An Intel AX210 network card provides Wi-Fi 6E connectivity with a maximum speed of 2.4 Gbps and Bluetooth 5.2. The Latitude 5430 can also be equipped with mobile broadband in 5G or 4G LTE configurations via an eSIM, but note that these are locked to AT&T, Verizon or T-Mobile. Likewise, a dedicated u-blox NEO GPS map can be added to the device for simultaneous reception of up to three global navigation satellite systems (GPS, Galileo, GLONASS or BeiDou).
Since rugged laptops are often used by emergency services, the Latitude 5430 is FirstNet Ready through a partnership with AT&T. This gives first responders priority access to fast, reliable, high-capacity LTE.
Dell Latitude 5430: Performance and Usage
Here’s how the Latitude 5430 Rugged performed in our series of benchmark tests:
Passmark CPU: 11477
CPU-Z: 589 (single wire); 2797 (multiple wires)
Geek Bank: 15114 (single wire); 4903 (multicore); 15643 (calculate)
3DMark: 1491 (Timespy); 3666 (fire attack); 13852 (Night robbery)
CrystalDiskMark: 3446 Mbps (read); 3379 Mbps (write)
Cinebench CPU: 4696 (several); 1215 (single)
Atto: 3290 Mbps (read, 256 MB); 3090 Mbps (write, 256 MB)
AJA: 2713 MBps (read); 2597MBps (write)
Windows Experience Index: 8.1
The Latitude 5430 configuration that Dell sent to: USA Health Reports Pro for review was equipped with the premium 11th generation Intel Core i7 processor, a 512 GB Class40 SSD, 16 GB RAM, the touchscreen and the full security option with a fingerprint reader, smart card reader and a contactless smart card reader.
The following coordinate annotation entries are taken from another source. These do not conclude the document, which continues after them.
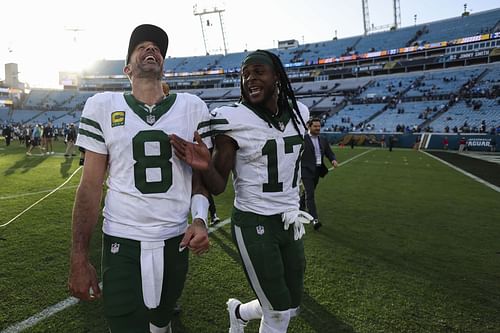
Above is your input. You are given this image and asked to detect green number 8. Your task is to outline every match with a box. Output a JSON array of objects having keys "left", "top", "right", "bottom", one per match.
[{"left": 132, "top": 130, "right": 172, "bottom": 194}]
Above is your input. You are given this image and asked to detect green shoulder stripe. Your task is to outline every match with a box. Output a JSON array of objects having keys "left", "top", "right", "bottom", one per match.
[
  {"left": 80, "top": 117, "right": 102, "bottom": 132},
  {"left": 198, "top": 119, "right": 229, "bottom": 129},
  {"left": 200, "top": 130, "right": 231, "bottom": 139},
  {"left": 78, "top": 128, "right": 104, "bottom": 143}
]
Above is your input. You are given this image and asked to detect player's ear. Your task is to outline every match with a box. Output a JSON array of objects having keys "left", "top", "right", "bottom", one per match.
[{"left": 123, "top": 64, "right": 132, "bottom": 75}]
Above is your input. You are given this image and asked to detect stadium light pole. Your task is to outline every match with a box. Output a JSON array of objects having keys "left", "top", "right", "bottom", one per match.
[{"left": 193, "top": 5, "right": 227, "bottom": 55}]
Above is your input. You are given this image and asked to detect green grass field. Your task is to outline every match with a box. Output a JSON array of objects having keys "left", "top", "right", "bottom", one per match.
[{"left": 0, "top": 142, "right": 500, "bottom": 333}]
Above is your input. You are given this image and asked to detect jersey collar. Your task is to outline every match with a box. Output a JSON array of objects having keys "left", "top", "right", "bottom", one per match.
[
  {"left": 123, "top": 92, "right": 177, "bottom": 126},
  {"left": 241, "top": 101, "right": 290, "bottom": 132}
]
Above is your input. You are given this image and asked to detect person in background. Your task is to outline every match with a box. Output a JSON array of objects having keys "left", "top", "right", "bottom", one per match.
[
  {"left": 26, "top": 124, "right": 43, "bottom": 156},
  {"left": 300, "top": 118, "right": 338, "bottom": 230},
  {"left": 2, "top": 125, "right": 12, "bottom": 147},
  {"left": 443, "top": 136, "right": 450, "bottom": 150},
  {"left": 43, "top": 122, "right": 54, "bottom": 155},
  {"left": 64, "top": 123, "right": 77, "bottom": 156}
]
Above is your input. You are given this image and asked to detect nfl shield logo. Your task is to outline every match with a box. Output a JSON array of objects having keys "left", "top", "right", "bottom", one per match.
[
  {"left": 111, "top": 243, "right": 120, "bottom": 254},
  {"left": 146, "top": 114, "right": 156, "bottom": 125},
  {"left": 255, "top": 225, "right": 264, "bottom": 235}
]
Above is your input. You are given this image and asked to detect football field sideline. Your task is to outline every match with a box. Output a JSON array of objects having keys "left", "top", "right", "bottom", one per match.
[{"left": 0, "top": 149, "right": 373, "bottom": 333}]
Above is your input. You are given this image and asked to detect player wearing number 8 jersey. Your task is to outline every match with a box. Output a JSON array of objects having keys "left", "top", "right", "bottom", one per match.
[
  {"left": 173, "top": 51, "right": 311, "bottom": 333},
  {"left": 68, "top": 24, "right": 211, "bottom": 333}
]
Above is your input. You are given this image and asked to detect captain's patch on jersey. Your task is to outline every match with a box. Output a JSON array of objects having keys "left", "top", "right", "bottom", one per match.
[{"left": 111, "top": 111, "right": 125, "bottom": 127}]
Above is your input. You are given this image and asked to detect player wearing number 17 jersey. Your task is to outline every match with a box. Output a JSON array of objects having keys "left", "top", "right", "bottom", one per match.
[
  {"left": 68, "top": 24, "right": 210, "bottom": 333},
  {"left": 174, "top": 51, "right": 312, "bottom": 333}
]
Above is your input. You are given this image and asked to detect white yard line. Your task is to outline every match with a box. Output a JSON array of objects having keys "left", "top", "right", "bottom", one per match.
[
  {"left": 0, "top": 166, "right": 82, "bottom": 228},
  {"left": 0, "top": 185, "right": 78, "bottom": 200},
  {"left": 0, "top": 219, "right": 231, "bottom": 333},
  {"left": 421, "top": 150, "right": 500, "bottom": 192}
]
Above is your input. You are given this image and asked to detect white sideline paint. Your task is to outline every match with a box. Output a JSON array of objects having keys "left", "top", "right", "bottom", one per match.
[
  {"left": 422, "top": 151, "right": 500, "bottom": 192},
  {"left": 0, "top": 219, "right": 231, "bottom": 333},
  {"left": 0, "top": 150, "right": 372, "bottom": 333},
  {"left": 0, "top": 166, "right": 82, "bottom": 228},
  {"left": 0, "top": 185, "right": 78, "bottom": 200}
]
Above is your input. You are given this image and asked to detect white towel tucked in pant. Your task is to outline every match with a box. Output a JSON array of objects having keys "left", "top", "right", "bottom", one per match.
[{"left": 141, "top": 241, "right": 165, "bottom": 309}]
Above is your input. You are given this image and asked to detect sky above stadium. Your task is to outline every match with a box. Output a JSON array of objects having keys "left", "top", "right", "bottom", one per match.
[{"left": 0, "top": 0, "right": 499, "bottom": 88}]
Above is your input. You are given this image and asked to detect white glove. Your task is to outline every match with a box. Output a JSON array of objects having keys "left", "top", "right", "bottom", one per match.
[{"left": 281, "top": 209, "right": 314, "bottom": 240}]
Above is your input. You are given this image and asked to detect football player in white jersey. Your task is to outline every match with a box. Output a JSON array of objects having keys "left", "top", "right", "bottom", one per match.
[
  {"left": 173, "top": 50, "right": 312, "bottom": 333},
  {"left": 68, "top": 24, "right": 211, "bottom": 333}
]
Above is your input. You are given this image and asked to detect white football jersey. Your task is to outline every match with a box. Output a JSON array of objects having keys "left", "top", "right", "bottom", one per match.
[
  {"left": 211, "top": 103, "right": 309, "bottom": 216},
  {"left": 76, "top": 92, "right": 212, "bottom": 241}
]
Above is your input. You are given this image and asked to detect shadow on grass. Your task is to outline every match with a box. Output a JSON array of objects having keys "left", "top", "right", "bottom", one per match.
[{"left": 4, "top": 155, "right": 47, "bottom": 176}]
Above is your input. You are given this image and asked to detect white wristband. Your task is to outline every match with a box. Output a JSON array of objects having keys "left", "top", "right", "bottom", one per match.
[{"left": 191, "top": 194, "right": 210, "bottom": 228}]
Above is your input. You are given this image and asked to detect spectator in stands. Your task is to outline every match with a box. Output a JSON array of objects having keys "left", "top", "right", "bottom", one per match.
[
  {"left": 64, "top": 123, "right": 77, "bottom": 156},
  {"left": 173, "top": 50, "right": 312, "bottom": 333},
  {"left": 300, "top": 118, "right": 338, "bottom": 230},
  {"left": 68, "top": 24, "right": 210, "bottom": 333},
  {"left": 42, "top": 121, "right": 54, "bottom": 155}
]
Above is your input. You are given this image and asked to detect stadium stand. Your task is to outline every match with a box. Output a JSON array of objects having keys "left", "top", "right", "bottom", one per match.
[{"left": 0, "top": 8, "right": 500, "bottom": 138}]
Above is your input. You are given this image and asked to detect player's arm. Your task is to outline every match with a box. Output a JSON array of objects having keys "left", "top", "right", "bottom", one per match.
[
  {"left": 203, "top": 135, "right": 238, "bottom": 195},
  {"left": 68, "top": 151, "right": 107, "bottom": 300},
  {"left": 170, "top": 132, "right": 237, "bottom": 195}
]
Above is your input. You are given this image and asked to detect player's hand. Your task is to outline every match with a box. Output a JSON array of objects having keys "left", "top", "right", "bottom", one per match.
[
  {"left": 170, "top": 132, "right": 212, "bottom": 170},
  {"left": 179, "top": 219, "right": 210, "bottom": 254},
  {"left": 68, "top": 261, "right": 101, "bottom": 301}
]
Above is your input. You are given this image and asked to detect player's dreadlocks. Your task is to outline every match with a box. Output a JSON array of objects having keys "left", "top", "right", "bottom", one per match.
[{"left": 240, "top": 50, "right": 307, "bottom": 135}]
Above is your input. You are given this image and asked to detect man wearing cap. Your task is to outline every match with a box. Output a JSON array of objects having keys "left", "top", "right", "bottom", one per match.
[
  {"left": 68, "top": 24, "right": 211, "bottom": 333},
  {"left": 173, "top": 50, "right": 312, "bottom": 333}
]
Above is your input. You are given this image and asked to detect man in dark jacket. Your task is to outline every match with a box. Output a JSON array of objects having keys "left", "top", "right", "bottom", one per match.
[{"left": 300, "top": 118, "right": 337, "bottom": 230}]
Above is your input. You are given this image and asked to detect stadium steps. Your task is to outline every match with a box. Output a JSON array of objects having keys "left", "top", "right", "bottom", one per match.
[
  {"left": 363, "top": 75, "right": 424, "bottom": 124},
  {"left": 419, "top": 68, "right": 490, "bottom": 128}
]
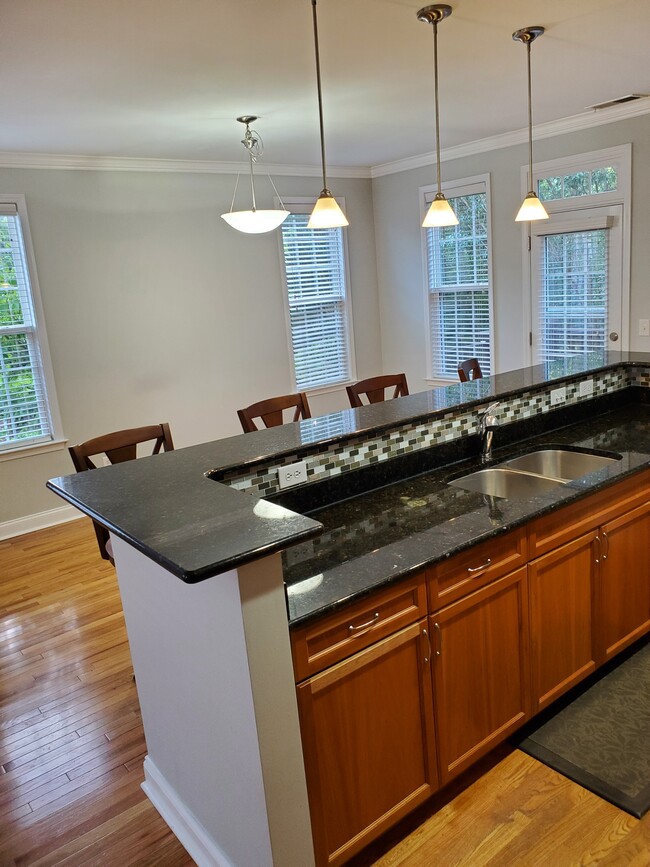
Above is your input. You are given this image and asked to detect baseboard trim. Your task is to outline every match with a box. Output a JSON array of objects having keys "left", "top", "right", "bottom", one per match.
[
  {"left": 0, "top": 506, "right": 84, "bottom": 541},
  {"left": 142, "top": 756, "right": 236, "bottom": 867}
]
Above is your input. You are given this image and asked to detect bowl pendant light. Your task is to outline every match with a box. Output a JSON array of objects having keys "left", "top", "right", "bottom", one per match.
[
  {"left": 221, "top": 114, "right": 289, "bottom": 235},
  {"left": 307, "top": 0, "right": 350, "bottom": 229},
  {"left": 512, "top": 27, "right": 548, "bottom": 223},
  {"left": 417, "top": 4, "right": 458, "bottom": 229}
]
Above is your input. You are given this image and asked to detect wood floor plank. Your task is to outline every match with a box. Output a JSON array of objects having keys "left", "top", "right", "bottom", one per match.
[{"left": 0, "top": 519, "right": 650, "bottom": 867}]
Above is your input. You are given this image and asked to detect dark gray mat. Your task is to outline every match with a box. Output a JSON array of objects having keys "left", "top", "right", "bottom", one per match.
[{"left": 517, "top": 643, "right": 650, "bottom": 819}]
As such, it was no slouch when it came to performance and fared well in our benchmarks.
The Latitude 5430 booted up and quickly resumed from sleep (thanks to the included Dell Optimizer software), while being able to handle all the productivity and collaboration tools we threw at it. Video calls were also clear thanks to the FHD webcam and the privacy shutter allowed us to hide the camera when not in use. For those who need extra power for more demanding applications, the Latitude 5430 can also be equipped with a professional Nvidia T500-class discrete graphics option.
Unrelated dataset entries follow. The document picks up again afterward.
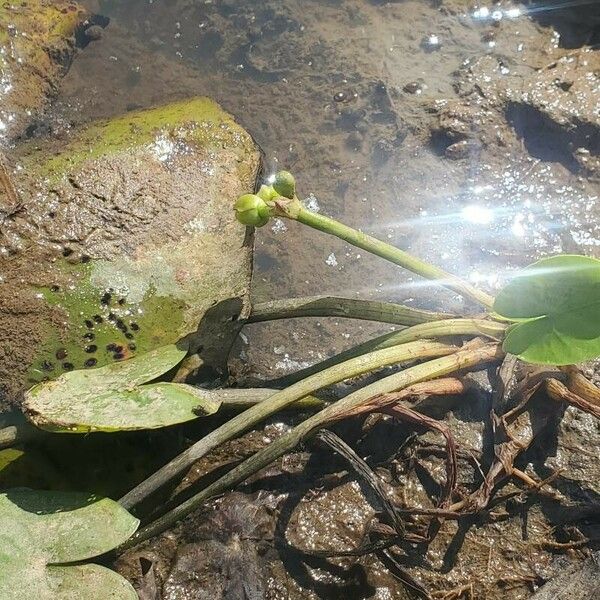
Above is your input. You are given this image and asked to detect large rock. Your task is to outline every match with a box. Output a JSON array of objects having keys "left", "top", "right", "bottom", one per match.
[
  {"left": 0, "top": 0, "right": 85, "bottom": 138},
  {"left": 0, "top": 98, "right": 260, "bottom": 402}
]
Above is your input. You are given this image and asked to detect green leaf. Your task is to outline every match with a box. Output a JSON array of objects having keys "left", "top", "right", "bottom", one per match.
[
  {"left": 0, "top": 490, "right": 139, "bottom": 600},
  {"left": 24, "top": 346, "right": 220, "bottom": 433},
  {"left": 494, "top": 255, "right": 600, "bottom": 365}
]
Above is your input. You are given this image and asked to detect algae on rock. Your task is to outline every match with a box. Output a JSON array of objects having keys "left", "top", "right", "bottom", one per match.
[
  {"left": 0, "top": 0, "right": 85, "bottom": 139},
  {"left": 0, "top": 98, "right": 260, "bottom": 402}
]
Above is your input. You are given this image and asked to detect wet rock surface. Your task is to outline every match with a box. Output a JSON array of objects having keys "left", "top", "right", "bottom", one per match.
[
  {"left": 0, "top": 98, "right": 259, "bottom": 402},
  {"left": 12, "top": 0, "right": 600, "bottom": 600},
  {"left": 0, "top": 0, "right": 86, "bottom": 140},
  {"left": 118, "top": 377, "right": 600, "bottom": 600},
  {"left": 49, "top": 0, "right": 599, "bottom": 378}
]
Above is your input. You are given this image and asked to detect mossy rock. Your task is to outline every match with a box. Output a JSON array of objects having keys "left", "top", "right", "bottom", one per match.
[
  {"left": 0, "top": 98, "right": 260, "bottom": 404},
  {"left": 0, "top": 0, "right": 86, "bottom": 138}
]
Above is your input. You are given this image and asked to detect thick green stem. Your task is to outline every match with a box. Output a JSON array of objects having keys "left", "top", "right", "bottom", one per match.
[
  {"left": 269, "top": 319, "right": 506, "bottom": 388},
  {"left": 119, "top": 342, "right": 456, "bottom": 509},
  {"left": 121, "top": 344, "right": 503, "bottom": 550},
  {"left": 218, "top": 388, "right": 325, "bottom": 411},
  {"left": 282, "top": 200, "right": 494, "bottom": 308},
  {"left": 248, "top": 296, "right": 454, "bottom": 325}
]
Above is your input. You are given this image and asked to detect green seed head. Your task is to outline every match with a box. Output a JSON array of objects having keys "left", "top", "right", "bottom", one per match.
[
  {"left": 273, "top": 171, "right": 296, "bottom": 199},
  {"left": 234, "top": 194, "right": 270, "bottom": 227},
  {"left": 256, "top": 185, "right": 280, "bottom": 202}
]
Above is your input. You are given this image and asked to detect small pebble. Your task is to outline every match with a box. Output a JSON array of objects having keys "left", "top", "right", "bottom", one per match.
[
  {"left": 83, "top": 25, "right": 104, "bottom": 42},
  {"left": 402, "top": 81, "right": 423, "bottom": 94}
]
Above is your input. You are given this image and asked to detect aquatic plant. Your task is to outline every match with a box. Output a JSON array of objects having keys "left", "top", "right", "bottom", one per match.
[
  {"left": 0, "top": 172, "right": 600, "bottom": 598},
  {"left": 121, "top": 171, "right": 600, "bottom": 545}
]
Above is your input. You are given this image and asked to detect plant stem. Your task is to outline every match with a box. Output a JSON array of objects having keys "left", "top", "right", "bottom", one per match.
[
  {"left": 215, "top": 388, "right": 325, "bottom": 411},
  {"left": 269, "top": 319, "right": 507, "bottom": 387},
  {"left": 274, "top": 199, "right": 494, "bottom": 308},
  {"left": 121, "top": 344, "right": 503, "bottom": 550},
  {"left": 0, "top": 422, "right": 41, "bottom": 450},
  {"left": 248, "top": 296, "right": 454, "bottom": 325},
  {"left": 119, "top": 342, "right": 457, "bottom": 509}
]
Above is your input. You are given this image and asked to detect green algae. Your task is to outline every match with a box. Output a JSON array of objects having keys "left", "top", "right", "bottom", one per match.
[
  {"left": 27, "top": 262, "right": 185, "bottom": 385},
  {"left": 12, "top": 98, "right": 259, "bottom": 398},
  {"left": 37, "top": 98, "right": 254, "bottom": 181}
]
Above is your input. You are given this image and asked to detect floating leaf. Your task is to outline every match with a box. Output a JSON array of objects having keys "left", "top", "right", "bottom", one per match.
[
  {"left": 494, "top": 255, "right": 600, "bottom": 365},
  {"left": 0, "top": 490, "right": 139, "bottom": 600},
  {"left": 24, "top": 346, "right": 220, "bottom": 433}
]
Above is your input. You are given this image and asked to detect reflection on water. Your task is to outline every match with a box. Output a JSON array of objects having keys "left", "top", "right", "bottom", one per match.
[{"left": 51, "top": 0, "right": 600, "bottom": 375}]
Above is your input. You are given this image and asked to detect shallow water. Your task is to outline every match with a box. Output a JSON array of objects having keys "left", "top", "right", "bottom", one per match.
[
  {"left": 49, "top": 0, "right": 600, "bottom": 376},
  {"left": 7, "top": 0, "right": 600, "bottom": 600}
]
As well as making the Latitude 5430 easier to carry, we really liked how the placement of the device’s handle allowed us to use it as a wrist rest while using the trackpad. The keyboard’s backlighting has four brightness levels that you can vary depending on your environment, and the anti-glare display allows you to use the Latitude 5430 comfortably in direct sunlight. As for the keys themselves, they have just enough movement, while the compact layout of the keyboard makes it easy to reach every key you need. The trackpad is also smooth and responsive, which made using gestures in Windows 11 Pro a breeze.
One final addition that really impressed us is the fact that Dell has added a small LED to the USB-C charging cable to make it easier to plug in the device in a darkly lit room. Likewise, the included stylus attached to the Latitude 5430 with a lanyard worked well during testing, and the touchscreen can be used with gloves on too.
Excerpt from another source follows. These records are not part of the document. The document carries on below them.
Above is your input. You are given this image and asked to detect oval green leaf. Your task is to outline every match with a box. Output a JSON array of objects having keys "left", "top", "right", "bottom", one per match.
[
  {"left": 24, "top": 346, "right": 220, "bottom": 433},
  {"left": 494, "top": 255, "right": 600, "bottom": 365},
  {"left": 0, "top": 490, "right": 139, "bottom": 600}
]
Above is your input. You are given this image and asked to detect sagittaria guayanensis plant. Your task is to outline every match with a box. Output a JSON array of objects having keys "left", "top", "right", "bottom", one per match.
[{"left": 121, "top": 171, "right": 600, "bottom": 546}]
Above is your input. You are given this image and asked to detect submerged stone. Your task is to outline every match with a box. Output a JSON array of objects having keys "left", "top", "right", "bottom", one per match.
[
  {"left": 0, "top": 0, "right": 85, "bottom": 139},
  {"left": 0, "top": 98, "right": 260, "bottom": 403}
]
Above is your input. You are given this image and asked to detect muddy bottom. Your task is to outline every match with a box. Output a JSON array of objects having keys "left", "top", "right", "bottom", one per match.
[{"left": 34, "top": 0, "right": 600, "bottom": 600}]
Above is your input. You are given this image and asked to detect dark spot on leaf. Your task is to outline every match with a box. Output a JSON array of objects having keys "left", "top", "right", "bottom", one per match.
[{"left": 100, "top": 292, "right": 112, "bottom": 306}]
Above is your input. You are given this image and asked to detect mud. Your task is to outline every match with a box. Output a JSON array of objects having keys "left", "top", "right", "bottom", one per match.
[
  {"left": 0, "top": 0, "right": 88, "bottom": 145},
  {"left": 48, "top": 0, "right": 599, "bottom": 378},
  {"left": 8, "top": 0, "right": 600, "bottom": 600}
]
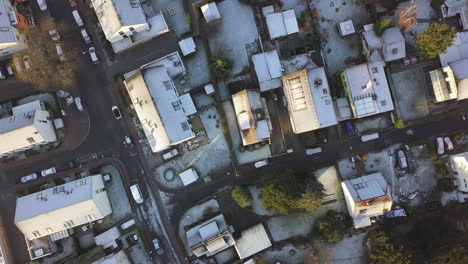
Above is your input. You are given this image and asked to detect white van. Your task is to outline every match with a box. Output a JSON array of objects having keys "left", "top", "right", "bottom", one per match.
[
  {"left": 120, "top": 219, "right": 135, "bottom": 230},
  {"left": 81, "top": 28, "right": 91, "bottom": 44},
  {"left": 130, "top": 183, "right": 143, "bottom": 204},
  {"left": 361, "top": 132, "right": 379, "bottom": 142},
  {"left": 72, "top": 10, "right": 84, "bottom": 27}
]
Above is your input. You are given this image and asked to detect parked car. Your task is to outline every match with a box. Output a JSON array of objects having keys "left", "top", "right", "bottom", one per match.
[
  {"left": 81, "top": 28, "right": 91, "bottom": 44},
  {"left": 163, "top": 149, "right": 179, "bottom": 160},
  {"left": 88, "top": 47, "right": 99, "bottom": 64},
  {"left": 23, "top": 55, "right": 31, "bottom": 71},
  {"left": 41, "top": 167, "right": 57, "bottom": 177},
  {"left": 21, "top": 173, "right": 37, "bottom": 183},
  {"left": 397, "top": 149, "right": 408, "bottom": 169},
  {"left": 306, "top": 148, "right": 322, "bottom": 155},
  {"left": 436, "top": 137, "right": 445, "bottom": 155},
  {"left": 344, "top": 120, "right": 356, "bottom": 137},
  {"left": 37, "top": 0, "right": 47, "bottom": 11},
  {"left": 72, "top": 10, "right": 84, "bottom": 27},
  {"left": 55, "top": 43, "right": 65, "bottom": 61},
  {"left": 130, "top": 183, "right": 143, "bottom": 204},
  {"left": 254, "top": 160, "right": 270, "bottom": 169},
  {"left": 112, "top": 105, "right": 122, "bottom": 119},
  {"left": 444, "top": 137, "right": 453, "bottom": 151}
]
Should I buy the Dell Latitude 5430?
For those who like the idea of a rugged laptop but also want the features of a rugged tablet, the Toughbook G2 from Panasonic is a potential alternative to the Latitude 5430. The device can be used as a tablet on its own, and when you need more ports and the ability to type, it can be plugged into the company’s optional keyboard dock. The Toughbook G2 is also modular and as such Panasonic sells a number of user-removable xPAK expansion packs to further extend its functionality. Another advantage of the device is that it is backwards compatible with accessories from its predecessors, the Toughbook G1 and Toughbook 20.